Note|for the foreseeable future と for now の時間幅の違い
for the foreseeable future を覚えると、同じ「しばらくは」と訳せる for now との違いが気になってきます。どちらも「当面」と訳せてしまうため、どう使い分ければいいのか迷うところです。
二つの違いは「時間の射程」にあります。for now は「今この時点では」という、ごく短い目先の状態を指します。Let’s leave it for now.(今のところはこのままにしておこう)と言えば、「とりあえず今は」という暫定的な響きで、すぐにでも状況が変わりうる含みがあります。一方 for the foreseeable future は「見通せる限りの未来」、つまり中長期にわたる持続を見据えます。さらに両者の中間あたりに for the time being(さしあたって)があり、これは「一時的に」というニュアンスを残しつつ、for now よりは少し長い期間を指します。短い順に並べれば、for now(目先)→ for the time being(当面・暫定的)→ for the foreseeable future(見通せる限り)という時間幅のグラデーションになります。同じ「しばらく」でも、どれを選ぶかで「いつまで」の感覚と、変化のしにくさが変わってくるわけです。

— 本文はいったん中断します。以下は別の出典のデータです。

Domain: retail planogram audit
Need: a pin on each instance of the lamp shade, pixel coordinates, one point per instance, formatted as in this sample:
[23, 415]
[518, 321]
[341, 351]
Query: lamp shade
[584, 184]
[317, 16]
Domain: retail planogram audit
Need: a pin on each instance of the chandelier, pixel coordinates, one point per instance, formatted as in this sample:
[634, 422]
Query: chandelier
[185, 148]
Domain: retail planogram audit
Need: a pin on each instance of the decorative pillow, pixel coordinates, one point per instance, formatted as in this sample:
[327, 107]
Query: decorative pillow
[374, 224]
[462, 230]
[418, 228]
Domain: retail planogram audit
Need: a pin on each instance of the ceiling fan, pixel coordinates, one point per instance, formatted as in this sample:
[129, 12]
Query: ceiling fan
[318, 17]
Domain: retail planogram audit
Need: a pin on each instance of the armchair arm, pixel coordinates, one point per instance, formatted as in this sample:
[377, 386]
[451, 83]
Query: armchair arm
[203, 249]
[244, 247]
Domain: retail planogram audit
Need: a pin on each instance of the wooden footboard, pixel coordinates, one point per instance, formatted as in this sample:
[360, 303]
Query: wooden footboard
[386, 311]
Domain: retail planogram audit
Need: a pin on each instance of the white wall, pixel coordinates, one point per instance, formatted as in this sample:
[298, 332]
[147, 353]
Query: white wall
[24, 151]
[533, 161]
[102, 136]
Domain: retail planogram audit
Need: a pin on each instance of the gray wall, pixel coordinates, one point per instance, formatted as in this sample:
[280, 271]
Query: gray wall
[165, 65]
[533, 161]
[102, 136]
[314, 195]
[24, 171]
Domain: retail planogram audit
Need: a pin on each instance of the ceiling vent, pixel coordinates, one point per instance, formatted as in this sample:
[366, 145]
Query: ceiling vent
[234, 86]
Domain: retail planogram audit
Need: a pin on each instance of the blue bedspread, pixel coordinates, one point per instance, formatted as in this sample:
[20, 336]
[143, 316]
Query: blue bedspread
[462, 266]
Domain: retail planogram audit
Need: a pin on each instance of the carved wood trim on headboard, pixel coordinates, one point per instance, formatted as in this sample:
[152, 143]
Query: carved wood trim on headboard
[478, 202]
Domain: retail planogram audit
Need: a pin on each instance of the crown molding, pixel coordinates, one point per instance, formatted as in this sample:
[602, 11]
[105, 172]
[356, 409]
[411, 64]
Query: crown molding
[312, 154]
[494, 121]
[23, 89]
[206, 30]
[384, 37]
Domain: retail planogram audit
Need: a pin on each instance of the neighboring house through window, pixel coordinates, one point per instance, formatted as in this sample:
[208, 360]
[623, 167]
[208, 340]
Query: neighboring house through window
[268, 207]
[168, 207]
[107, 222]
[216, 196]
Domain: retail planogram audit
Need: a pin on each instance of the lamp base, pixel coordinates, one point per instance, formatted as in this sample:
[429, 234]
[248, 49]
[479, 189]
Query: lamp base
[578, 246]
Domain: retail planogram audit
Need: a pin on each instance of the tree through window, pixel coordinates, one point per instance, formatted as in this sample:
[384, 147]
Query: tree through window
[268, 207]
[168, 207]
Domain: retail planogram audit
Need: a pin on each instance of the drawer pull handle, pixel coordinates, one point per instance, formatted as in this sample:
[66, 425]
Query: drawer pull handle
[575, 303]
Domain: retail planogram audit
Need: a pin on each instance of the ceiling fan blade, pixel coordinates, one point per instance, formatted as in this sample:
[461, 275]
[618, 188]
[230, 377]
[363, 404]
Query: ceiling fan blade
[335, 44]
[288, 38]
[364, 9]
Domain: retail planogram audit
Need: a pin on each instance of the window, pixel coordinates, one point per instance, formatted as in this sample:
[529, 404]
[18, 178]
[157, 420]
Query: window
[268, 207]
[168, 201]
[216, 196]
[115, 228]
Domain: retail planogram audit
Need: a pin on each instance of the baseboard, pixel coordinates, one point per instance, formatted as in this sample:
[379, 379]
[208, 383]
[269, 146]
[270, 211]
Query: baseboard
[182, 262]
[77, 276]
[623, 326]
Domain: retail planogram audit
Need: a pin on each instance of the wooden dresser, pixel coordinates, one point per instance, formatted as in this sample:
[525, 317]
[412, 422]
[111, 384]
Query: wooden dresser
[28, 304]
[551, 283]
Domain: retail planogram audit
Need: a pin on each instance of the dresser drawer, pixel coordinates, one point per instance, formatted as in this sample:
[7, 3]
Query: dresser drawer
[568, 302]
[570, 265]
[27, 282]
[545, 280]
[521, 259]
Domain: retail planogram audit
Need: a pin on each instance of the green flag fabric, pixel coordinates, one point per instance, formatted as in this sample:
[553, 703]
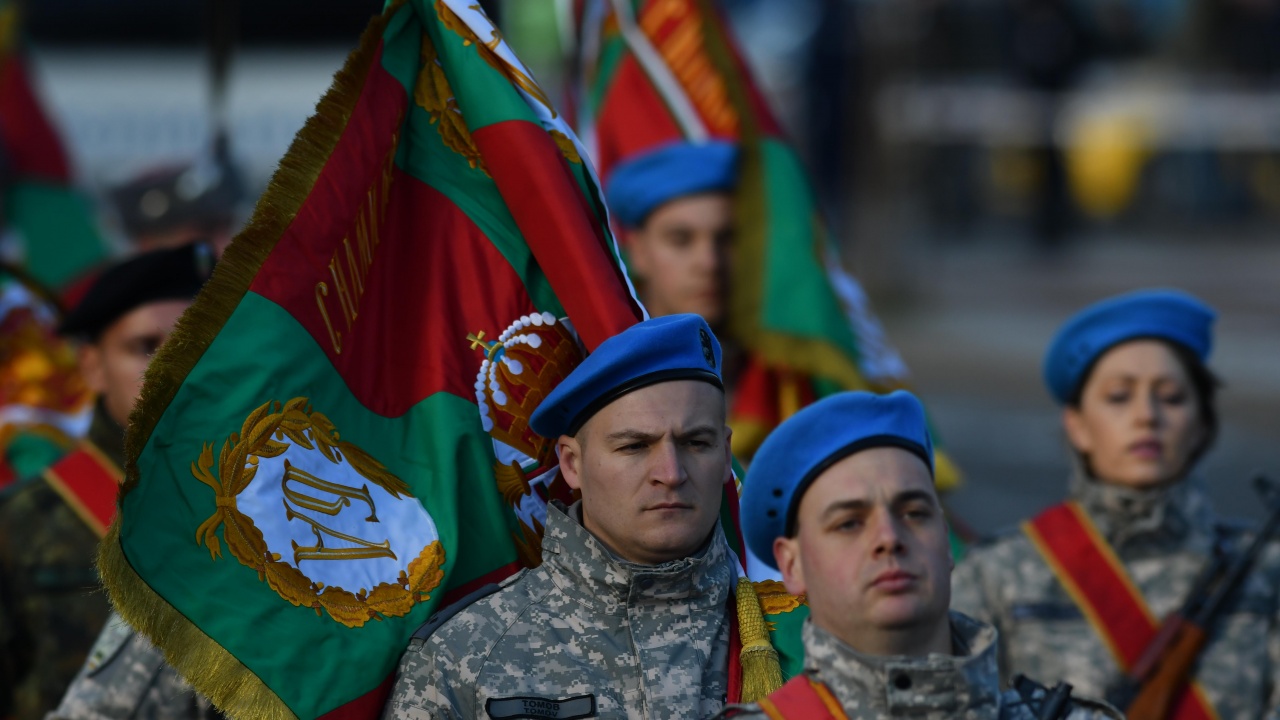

シェルドンが for the foreseeable future を選んだことには、ちゃんと意味があります。「ちょっとの間だけ地球にいる」のではなく、「宇宙人が迎えに来ない限り、当分ずっと地球暮らし」という腰の据わった見通しを、この硬い表現が的確に表しているのです。
「いつまで」をぼかしながら「当分は」と言える。それがこのフレーズの便利さです。
まとめ|シェルドンの移住計画で覚える「当面のあいだ」
for the foreseeable future は、「見通せる範囲の将来=当分の間」を、ややフォーマルに伝える定型句です。終わりの時期を明言せずに「しばらく続く」と言えるため、ビジネスの告知から今後の予定の説明まで、幅広く活躍します。
この表現を覚えておくと、断定を避けながらも「当分はこうだ」という見通しを、落ち着いた響きで伝えられるようになります。短期を指す for now や、暫定的な for the time being との時間幅の違いを押さえておけば、状況に応じた使い分けも自在になるはずです。
シェルドンが移住計画を語るときに見せた、あの妙に生真面目なトーンを思い出しながら、この「当面のあいだ」をあなたの英語の引き出しに加えてみてください。